First let us note that if you extend C to infinite memory, and consider running UNIX on the Turing machine, then an NP machine is one which is allowed to the UNIX fork instruction, and produce two independent processes with a duplicated copies of memory, with no time cost, and the program terminates when exactly one of the outputs terminates.
That this is true is easy to prove: Given any nondeterministic automaton, fork on each step according to the number of outcomes. When any fork halts, you kill all the other processes. This simulates a nondeterministic machine with "fork". to go the other way, simulate UNIX on your nondeterministic machine, and have a nondeterministic step at each "fork". They are equivalent concepts.
The natural generalization of this is to use the UNIX threading instruction to produce parallel threads rather than parallel processes. In this case, the processes can share memory with each other, but one has to be careful, because exponentially many processes will be using exponentially much memory, so they can't search all of it. With less risk of mistake, you can allow the processes to send fixed length messages to another process, whose process label they already know. This is equivalent to allowing any pair to share memory, since syncing all the memory you used until time t only takes time polynomial in t.
Observation: A probabilistic version of this machine can simulate any quantum process.
Given a finite size exponentiated-Hamiltonian U matrix on N states, you want to compute the quantum evolution to time T, then reduce the state according to a measurement, then compute the quantum evolution again. To do this, you fork a machine to simulate each path in the path integral, and keep track of it's U-matrix weight. You keep track of the final state of each forked process.

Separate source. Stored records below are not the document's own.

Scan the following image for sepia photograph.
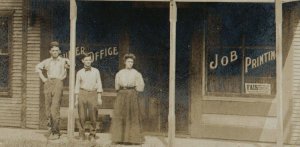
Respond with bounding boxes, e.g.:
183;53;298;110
0;0;300;147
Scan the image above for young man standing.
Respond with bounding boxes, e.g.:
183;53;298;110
75;54;103;141
36;41;70;140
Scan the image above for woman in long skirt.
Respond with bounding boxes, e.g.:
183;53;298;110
111;54;145;144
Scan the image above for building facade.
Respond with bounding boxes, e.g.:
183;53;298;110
0;0;300;144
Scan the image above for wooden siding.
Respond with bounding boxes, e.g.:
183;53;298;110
0;0;23;127
26;18;41;128
288;3;300;144
0;0;40;128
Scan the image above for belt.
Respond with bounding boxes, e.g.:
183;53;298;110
80;88;97;92
120;86;135;90
48;78;58;80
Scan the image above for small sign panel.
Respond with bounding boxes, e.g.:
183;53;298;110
245;83;271;95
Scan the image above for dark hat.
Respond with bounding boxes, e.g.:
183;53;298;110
50;41;59;48
123;53;135;61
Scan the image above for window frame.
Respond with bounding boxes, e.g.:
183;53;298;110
0;10;14;97
202;27;277;100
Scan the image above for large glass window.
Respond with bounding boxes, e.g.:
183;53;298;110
205;4;276;96
0;15;10;95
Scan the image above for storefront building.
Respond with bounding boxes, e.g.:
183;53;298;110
0;0;300;144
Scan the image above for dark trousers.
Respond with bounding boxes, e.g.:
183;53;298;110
78;90;98;136
44;79;63;134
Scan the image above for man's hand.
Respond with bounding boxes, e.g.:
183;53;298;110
74;94;78;108
42;78;48;83
97;93;102;106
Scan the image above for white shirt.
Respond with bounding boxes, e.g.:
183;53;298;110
35;57;70;80
115;69;145;92
75;67;103;94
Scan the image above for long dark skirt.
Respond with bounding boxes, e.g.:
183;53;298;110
111;89;144;143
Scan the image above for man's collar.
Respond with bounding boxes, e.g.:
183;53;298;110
83;66;92;71
50;56;61;61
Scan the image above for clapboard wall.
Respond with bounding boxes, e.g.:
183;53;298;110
0;0;23;127
0;0;40;128
288;2;300;144
26;18;41;128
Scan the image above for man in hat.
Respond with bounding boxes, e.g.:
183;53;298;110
36;41;70;140
75;54;103;141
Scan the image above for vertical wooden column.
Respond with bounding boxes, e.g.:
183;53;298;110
168;0;177;147
21;0;29;128
275;0;284;147
68;0;77;139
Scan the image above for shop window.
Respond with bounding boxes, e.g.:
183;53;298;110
205;4;276;97
0;13;10;96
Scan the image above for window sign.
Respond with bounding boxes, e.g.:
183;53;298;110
205;4;276;96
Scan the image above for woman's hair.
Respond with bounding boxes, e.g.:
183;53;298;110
123;53;135;61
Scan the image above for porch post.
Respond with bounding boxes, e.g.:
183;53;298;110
168;0;177;147
275;0;284;147
68;0;77;139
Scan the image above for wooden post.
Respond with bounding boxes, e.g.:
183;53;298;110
21;0;29;128
275;0;284;147
168;0;177;147
68;0;77;139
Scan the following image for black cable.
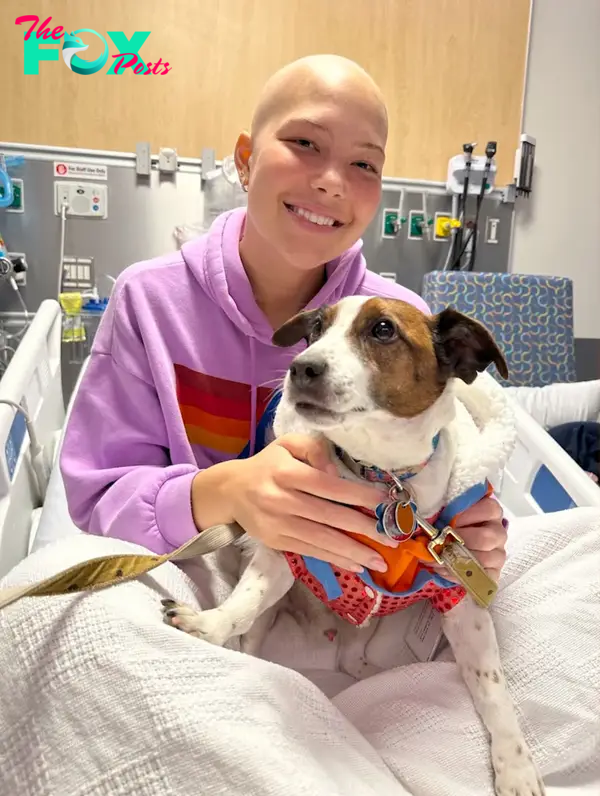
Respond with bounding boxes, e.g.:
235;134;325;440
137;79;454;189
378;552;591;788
467;141;497;271
448;227;473;271
450;144;475;271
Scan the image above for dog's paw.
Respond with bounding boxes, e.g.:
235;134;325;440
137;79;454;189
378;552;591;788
162;600;235;647
492;739;546;796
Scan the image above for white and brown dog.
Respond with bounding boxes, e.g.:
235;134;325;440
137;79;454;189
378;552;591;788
165;297;544;796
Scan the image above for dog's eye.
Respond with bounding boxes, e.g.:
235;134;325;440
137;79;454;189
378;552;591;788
310;318;323;341
371;320;398;343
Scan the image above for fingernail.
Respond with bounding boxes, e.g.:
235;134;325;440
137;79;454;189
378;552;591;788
377;533;400;547
369;556;387;572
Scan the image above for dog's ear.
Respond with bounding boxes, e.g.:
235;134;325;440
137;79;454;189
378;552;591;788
432;308;508;384
273;310;322;348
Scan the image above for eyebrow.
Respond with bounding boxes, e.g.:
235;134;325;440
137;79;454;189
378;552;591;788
283;116;385;157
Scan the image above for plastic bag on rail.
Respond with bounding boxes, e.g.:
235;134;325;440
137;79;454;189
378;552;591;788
173;155;247;248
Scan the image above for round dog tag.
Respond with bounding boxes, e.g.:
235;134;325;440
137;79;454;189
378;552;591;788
375;501;417;542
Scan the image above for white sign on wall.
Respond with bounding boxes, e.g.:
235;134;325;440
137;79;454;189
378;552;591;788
54;160;108;180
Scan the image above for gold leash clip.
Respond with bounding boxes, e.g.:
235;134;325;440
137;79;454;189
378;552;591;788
390;481;498;608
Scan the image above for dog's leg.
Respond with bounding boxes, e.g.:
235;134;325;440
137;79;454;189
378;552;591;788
443;596;545;796
163;545;294;647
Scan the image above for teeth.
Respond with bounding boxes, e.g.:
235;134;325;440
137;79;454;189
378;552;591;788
291;205;335;227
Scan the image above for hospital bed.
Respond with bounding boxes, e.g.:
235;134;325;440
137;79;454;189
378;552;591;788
0;301;600;577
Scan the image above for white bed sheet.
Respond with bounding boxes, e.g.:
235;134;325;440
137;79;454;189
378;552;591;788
29;357;89;553
0;509;600;796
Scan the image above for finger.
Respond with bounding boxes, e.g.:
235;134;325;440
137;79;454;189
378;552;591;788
275;434;337;476
285;492;399;547
460;522;508;552
273;517;387;572
278;462;390;510
456;497;502;529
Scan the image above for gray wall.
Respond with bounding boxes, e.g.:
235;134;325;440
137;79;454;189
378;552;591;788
511;0;600;379
0;144;513;395
0;144;513;311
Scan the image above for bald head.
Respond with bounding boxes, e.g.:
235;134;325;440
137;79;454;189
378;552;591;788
251;55;387;138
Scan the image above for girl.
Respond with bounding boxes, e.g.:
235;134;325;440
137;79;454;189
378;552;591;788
61;56;506;577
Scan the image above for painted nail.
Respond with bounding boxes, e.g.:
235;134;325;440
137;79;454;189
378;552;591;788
369;556;387;572
377;533;400;547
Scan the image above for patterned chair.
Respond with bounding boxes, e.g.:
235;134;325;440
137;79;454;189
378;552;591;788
422;271;576;387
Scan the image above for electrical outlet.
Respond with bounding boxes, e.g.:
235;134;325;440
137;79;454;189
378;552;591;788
408;210;425;240
135;141;152;177
0;177;25;213
6;252;28;287
433;213;452;241
485;217;500;243
54;181;108;218
381;207;398;238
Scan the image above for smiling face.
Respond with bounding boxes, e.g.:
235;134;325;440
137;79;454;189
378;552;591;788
236;59;387;270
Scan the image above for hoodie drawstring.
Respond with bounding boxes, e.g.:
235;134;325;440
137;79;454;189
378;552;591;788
250;337;257;456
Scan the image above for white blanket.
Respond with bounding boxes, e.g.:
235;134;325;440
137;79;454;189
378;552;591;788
0;509;600;796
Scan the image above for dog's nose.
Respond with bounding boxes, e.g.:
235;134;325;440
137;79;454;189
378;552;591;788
290;359;327;388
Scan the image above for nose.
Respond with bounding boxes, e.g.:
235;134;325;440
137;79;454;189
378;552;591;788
312;164;346;198
290;359;327;389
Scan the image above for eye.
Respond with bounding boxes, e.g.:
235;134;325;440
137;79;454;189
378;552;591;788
354;160;378;174
292;138;317;150
371;318;398;343
310;318;323;343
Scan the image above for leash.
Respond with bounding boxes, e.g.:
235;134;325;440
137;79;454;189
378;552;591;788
0;523;245;610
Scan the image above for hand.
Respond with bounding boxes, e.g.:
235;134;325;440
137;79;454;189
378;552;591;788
214;434;398;572
438;497;507;582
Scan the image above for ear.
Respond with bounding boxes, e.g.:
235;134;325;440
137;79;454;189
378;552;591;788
233;132;252;185
273;310;321;348
432;308;508;384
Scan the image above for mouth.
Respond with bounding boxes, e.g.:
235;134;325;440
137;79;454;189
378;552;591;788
294;401;366;424
283;202;344;229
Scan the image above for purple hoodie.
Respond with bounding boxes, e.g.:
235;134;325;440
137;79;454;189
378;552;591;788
60;209;428;554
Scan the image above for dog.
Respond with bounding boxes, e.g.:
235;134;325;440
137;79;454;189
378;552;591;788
164;297;545;796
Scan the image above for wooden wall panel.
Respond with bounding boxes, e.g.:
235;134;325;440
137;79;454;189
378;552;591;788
0;0;530;183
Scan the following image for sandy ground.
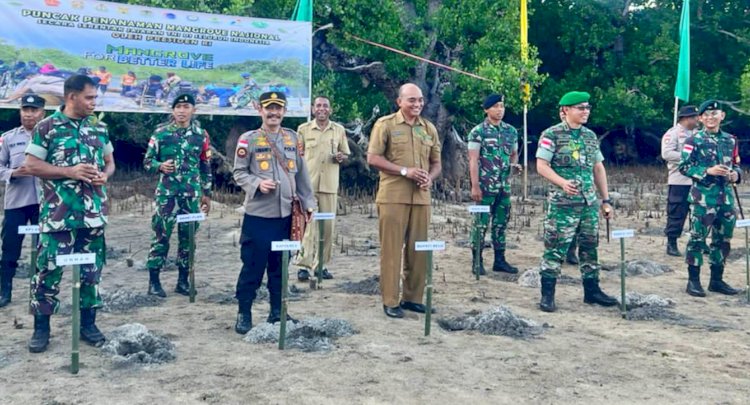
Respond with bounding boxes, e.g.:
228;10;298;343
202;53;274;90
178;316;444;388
0;169;750;404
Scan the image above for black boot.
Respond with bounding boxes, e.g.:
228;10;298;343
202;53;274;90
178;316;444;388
539;277;557;312
471;249;487;276
0;269;13;308
492;249;518;274
667;237;682;257
29;315;49;353
583;278;617;307
685;266;706;297
148;270;167;298
174;269;190;296
708;265;742;295
234;302;253;335
81;308;106;347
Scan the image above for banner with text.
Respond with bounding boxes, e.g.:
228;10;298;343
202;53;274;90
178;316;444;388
0;0;312;117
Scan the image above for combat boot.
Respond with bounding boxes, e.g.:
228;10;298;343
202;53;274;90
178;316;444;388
81;308;106;347
583;278;617;307
667;237;682;257
708;265;742;295
471;249;487;276
29;315;50;353
539;277;557;312
492;249;518;274
234;302;253;335
685;266;706;297
148;270;167;298
174;269;190;296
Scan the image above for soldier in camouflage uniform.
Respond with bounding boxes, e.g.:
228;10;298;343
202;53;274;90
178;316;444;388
679;100;740;297
469;94;518;274
24;75;115;353
143;94;212;298
536;92;617;312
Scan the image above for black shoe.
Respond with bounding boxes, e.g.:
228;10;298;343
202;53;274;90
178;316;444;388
583;278;617;307
148;270;167;298
234;311;253;335
539;277;557;312
81;309;107;347
667;238;682;257
471;249;487;276
685;266;706;297
29;315;50;353
297;269;310;281
315;267;333;280
174;270;190;297
383;305;404;318
401;301;436;314
708;266;742;295
492;250;518;274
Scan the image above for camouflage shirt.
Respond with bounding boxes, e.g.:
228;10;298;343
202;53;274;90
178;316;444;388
679;130;741;206
469;119;518;194
26;106;114;233
536;122;604;205
143;121;212;197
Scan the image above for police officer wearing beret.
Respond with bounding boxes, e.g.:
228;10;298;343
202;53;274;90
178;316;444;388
233;92;316;334
536;91;617;312
0;94;44;307
679;100;741;297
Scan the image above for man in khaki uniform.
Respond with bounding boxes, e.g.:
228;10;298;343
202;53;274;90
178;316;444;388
367;83;442;318
297;97;351;281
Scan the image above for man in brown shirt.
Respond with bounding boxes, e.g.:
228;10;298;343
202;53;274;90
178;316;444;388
296;97;351;281
367;83;442;318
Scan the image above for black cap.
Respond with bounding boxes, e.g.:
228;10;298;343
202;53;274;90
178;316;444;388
698;100;721;115
260;91;286;108
677;105;698;118
482;94;505;110
172;93;195;108
21;94;44;108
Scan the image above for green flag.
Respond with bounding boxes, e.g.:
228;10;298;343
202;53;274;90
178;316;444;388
674;0;690;101
292;0;313;22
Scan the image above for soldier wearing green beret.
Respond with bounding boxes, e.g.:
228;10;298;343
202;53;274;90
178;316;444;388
679;100;740;297
143;94;212;298
536;91;617;312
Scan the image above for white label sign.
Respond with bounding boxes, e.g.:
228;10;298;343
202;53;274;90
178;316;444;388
18;225;39;235
55;253;96;266
469;205;490;214
414;240;445;252
271;240;302;252
612;229;635;239
177;212;206;224
313;212;336;221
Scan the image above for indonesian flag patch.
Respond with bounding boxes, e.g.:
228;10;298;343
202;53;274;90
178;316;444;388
539;138;555;152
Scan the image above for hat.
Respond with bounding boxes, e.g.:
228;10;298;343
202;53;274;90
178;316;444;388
172;93;195;108
482;93;505;110
677;105;698;118
260;91;286;108
698;100;721;115
558;91;591;107
21;94;44;108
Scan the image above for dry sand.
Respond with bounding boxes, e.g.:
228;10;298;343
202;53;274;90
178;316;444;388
0;169;750;404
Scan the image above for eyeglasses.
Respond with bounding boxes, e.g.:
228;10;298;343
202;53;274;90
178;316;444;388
573;104;591;111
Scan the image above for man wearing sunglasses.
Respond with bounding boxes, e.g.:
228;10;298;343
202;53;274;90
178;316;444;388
536;91;617;312
679;100;740;297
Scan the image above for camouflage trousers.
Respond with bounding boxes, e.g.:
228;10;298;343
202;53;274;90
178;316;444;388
685;204;737;267
30;228;106;315
146;196;200;271
540;204;600;279
472;190;510;250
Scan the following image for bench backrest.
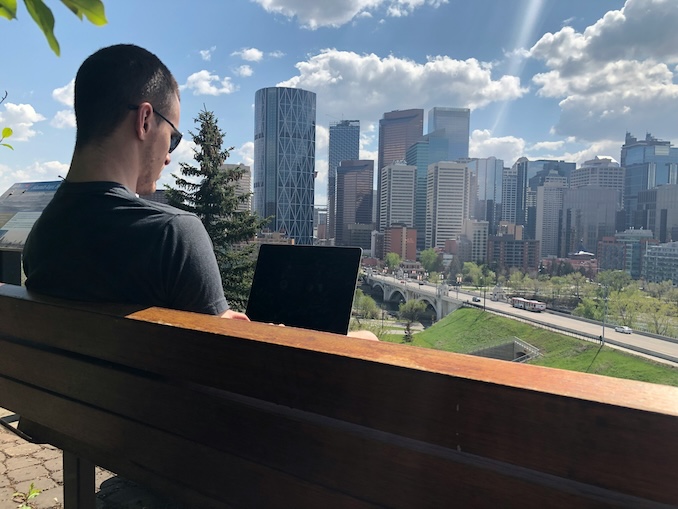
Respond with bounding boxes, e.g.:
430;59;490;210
0;285;678;508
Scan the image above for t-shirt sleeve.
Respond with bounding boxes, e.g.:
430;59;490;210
161;210;228;315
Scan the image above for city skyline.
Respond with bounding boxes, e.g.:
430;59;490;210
5;0;678;204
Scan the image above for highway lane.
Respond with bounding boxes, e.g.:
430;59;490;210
373;276;678;365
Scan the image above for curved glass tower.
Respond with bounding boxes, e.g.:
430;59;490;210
253;87;315;244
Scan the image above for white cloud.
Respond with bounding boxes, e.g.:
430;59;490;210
231;48;264;62
231;141;254;168
254;0;448;30
0;103;45;142
469;129;525;167
200;46;217;62
530;0;678;141
0;161;68;194
278;49;527;122
179;70;238;95
49;110;75;129
234;65;254;78
528;140;565;151
52;79;75;108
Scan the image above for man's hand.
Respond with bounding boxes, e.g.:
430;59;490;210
346;330;379;341
221;309;250;322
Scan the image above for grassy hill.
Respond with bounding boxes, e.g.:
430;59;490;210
382;308;678;386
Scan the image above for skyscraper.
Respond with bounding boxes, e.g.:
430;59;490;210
376;109;424;229
254;87;316;244
535;170;567;258
406;129;449;251
327;120;362;239
221;163;252;212
466;157;504;235
426;161;471;248
379;161;417;231
428;106;471;163
621;133;678;228
335;160;374;249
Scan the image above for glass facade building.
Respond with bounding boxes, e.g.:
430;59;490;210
621;133;678;228
428;106;471;163
375;109;424;231
253;87;316;245
327;120;362;239
335;160;374;249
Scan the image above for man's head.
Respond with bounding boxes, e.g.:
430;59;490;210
75;44;179;150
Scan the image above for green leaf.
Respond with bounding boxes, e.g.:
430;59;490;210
61;0;108;26
24;0;61;56
0;0;16;19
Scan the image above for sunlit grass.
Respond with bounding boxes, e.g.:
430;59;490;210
382;308;678;386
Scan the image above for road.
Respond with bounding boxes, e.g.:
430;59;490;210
373;276;678;366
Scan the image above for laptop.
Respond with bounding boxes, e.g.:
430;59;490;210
247;244;362;334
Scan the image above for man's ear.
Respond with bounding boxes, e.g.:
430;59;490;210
134;102;153;140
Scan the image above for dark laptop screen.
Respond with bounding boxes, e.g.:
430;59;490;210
247;244;362;334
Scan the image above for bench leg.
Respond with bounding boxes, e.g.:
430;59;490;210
64;451;96;509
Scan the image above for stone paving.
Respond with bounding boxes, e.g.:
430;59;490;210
0;408;181;509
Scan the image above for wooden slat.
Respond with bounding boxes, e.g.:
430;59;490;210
0;287;678;507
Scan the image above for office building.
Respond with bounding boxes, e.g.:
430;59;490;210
463;219;489;264
570;156;624;210
221;164;252;212
384;225;417;261
621;132;678;228
426;161;471;249
335;160;374;249
327;120;362;239
375;109;424;228
254;87;316;245
560;187;619;257
379;161;417;232
428;107;471;163
487;235;540;274
535;170;567;258
502;157;576;239
642;242;678;283
406;129;449;251
465;157;504;235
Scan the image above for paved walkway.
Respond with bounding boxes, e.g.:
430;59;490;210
0;408;179;509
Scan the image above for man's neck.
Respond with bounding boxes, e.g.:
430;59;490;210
66;142;137;192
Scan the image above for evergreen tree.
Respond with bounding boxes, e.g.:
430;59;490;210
166;109;264;310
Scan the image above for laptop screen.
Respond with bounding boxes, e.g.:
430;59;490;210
247;244;362;334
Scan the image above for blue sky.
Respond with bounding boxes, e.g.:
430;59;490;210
5;0;678;204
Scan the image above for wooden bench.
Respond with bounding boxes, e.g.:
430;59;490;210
0;285;678;509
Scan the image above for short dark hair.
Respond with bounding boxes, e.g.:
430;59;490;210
75;44;179;149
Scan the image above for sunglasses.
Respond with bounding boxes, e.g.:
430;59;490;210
127;104;184;154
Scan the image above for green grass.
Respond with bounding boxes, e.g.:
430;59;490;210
396;308;678;386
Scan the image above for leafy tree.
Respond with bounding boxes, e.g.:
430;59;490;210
167;110;265;309
398;299;426;343
643;297;671;336
0;90;14;150
596;270;631;293
447;255;463;284
353;288;379;319
567;272;586;299
419;247;443;272
384;253;402;271
0;0;108;56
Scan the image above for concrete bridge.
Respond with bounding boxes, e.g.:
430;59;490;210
365;272;467;321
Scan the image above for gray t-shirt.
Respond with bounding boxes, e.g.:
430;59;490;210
23;181;228;314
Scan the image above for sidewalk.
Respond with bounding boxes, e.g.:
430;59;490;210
0;408;179;509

Then you congeal the processes by sending a message to the nearest processor with the same final state, and adding your amplitudes, shutting down the processor with the smaller number. This congeals your state to half the states. Then you congeal again, and in log(T) steps, you know the amplitude for every state. This also allows you to rotate by a Unitary you can construct before making a measurement.
Then you square this amplitude for each state, and you pick another process with a square amplitude, and pick one of the two at random according to the square amplitude. Again, after log steps, you have picked one of the processes according to the square amplitude.
This means that BQP is inside SHM-P. SHM-P includes NP so it is not reasonable that it is BQP. It shouldn't be P-space, since you are still limited to polynomial time computation on any of the threads.